Negative business value?  Yeah, negative business value.  You actually becoming a liability to the company by not introducing new technology.  Tool sets, frameworks and programming languages all have an expiration date (within reason. I know COBOL is still alive and kicking). When they expire, your company is now in a horrible situation (especially if that expired technology is running a core business application).  Staying technically relevant removes that liability.

“So Ryan?  What is technically relevant?”

Glad you asked!  In my opinion there are a few things that every developer should be aware of right now.  Take note that I didn’t say you should be using, you should know or you should be competent in.  These are things that should have at least crossed your radar so if somebody talked to you about it you would have some basis for discussion.

1.) Unit Testing

Unit testing is pretty much beyond mainstream.  The tools to do unit testing are now shipping with Visual Studio. 

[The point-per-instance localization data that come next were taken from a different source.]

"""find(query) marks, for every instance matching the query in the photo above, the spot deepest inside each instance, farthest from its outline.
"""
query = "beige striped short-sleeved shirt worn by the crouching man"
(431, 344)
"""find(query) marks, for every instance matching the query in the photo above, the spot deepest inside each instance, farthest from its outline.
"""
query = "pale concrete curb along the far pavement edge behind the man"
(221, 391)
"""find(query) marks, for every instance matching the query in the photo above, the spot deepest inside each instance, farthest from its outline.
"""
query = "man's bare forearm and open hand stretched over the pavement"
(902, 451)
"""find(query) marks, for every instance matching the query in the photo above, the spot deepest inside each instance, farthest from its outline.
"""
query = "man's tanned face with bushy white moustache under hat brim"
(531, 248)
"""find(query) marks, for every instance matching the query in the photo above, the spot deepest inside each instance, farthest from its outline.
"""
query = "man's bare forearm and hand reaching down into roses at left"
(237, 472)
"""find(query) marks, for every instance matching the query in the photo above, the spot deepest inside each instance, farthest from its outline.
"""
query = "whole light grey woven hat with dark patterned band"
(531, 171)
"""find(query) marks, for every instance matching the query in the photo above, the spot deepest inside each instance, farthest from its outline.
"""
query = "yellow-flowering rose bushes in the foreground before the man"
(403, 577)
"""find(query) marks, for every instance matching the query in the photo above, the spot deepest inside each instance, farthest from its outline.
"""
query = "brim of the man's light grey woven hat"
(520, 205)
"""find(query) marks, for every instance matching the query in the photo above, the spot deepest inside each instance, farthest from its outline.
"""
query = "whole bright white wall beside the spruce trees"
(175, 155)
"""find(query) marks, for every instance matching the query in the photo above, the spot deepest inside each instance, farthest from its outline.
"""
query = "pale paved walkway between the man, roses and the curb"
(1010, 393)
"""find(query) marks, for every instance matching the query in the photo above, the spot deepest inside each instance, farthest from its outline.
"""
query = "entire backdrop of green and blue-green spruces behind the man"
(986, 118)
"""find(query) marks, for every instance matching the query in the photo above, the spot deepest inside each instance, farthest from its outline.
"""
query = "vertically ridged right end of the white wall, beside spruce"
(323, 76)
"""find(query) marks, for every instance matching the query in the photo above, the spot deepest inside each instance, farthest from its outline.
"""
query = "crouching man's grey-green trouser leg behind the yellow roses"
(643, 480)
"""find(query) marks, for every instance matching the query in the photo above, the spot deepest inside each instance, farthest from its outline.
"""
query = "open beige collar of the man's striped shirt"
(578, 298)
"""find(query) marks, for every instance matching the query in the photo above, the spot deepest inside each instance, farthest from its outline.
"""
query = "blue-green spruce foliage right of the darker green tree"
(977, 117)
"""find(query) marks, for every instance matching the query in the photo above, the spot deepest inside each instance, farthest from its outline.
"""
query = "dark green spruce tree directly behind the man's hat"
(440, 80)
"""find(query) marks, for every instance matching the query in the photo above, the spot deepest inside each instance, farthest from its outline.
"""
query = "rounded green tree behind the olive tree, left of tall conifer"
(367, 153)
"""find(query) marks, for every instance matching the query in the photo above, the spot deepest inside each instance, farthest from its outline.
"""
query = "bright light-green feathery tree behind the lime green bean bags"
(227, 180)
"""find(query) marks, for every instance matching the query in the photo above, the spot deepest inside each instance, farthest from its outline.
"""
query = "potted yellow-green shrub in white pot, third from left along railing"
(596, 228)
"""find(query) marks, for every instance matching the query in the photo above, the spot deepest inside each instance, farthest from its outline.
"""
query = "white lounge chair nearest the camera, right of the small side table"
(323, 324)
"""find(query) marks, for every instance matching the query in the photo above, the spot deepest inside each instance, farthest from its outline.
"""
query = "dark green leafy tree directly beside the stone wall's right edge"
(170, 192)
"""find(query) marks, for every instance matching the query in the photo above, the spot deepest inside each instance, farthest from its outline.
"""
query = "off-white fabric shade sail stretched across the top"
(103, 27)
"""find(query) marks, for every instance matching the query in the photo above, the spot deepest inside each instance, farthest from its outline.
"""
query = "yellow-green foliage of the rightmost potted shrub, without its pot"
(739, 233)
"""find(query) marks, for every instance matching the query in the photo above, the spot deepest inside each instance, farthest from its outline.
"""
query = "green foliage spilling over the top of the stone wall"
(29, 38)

2.) Model-View-Controller/Model-View-Presenter

These patterns have been around a long, long time (so long in fact that they have been renamed, but nobody goes by those names yet). A lot of web and windows frameworks that are coming out (or in the Java world have been out for a long time) use these patterns.

3.) Object-Relational Mapping

I don’t care what tools you use.  If you are a developer you owe it to yourself to at least know about O/RM.  It will save you boatloads of time and money. (See: NHibernate, LINQ to Entities, LLBLGEN, iBatis, etc.)

4.) Dynamic versus Static languages

With languages like Ruby and Python being mainstream, C# adding dynamic support (Dynamic via Static) and the addition of the DLR to the .NET runtime, you need to have some understanding of why people even cared about the issue to begin with.

5.) Messaging

With the push to create isolated systems and cloud computing being “The Next Big Thing”, messaging and messaging patterns are starting to get more press.

These 5 things are items that I feel that developers need to have at least heard of. I’m not claiming to be a guru in any of these (especially messaging!) and I’m sure other developers have the 5 areas that they feel everybody should be aware of.  What technologies am I missing?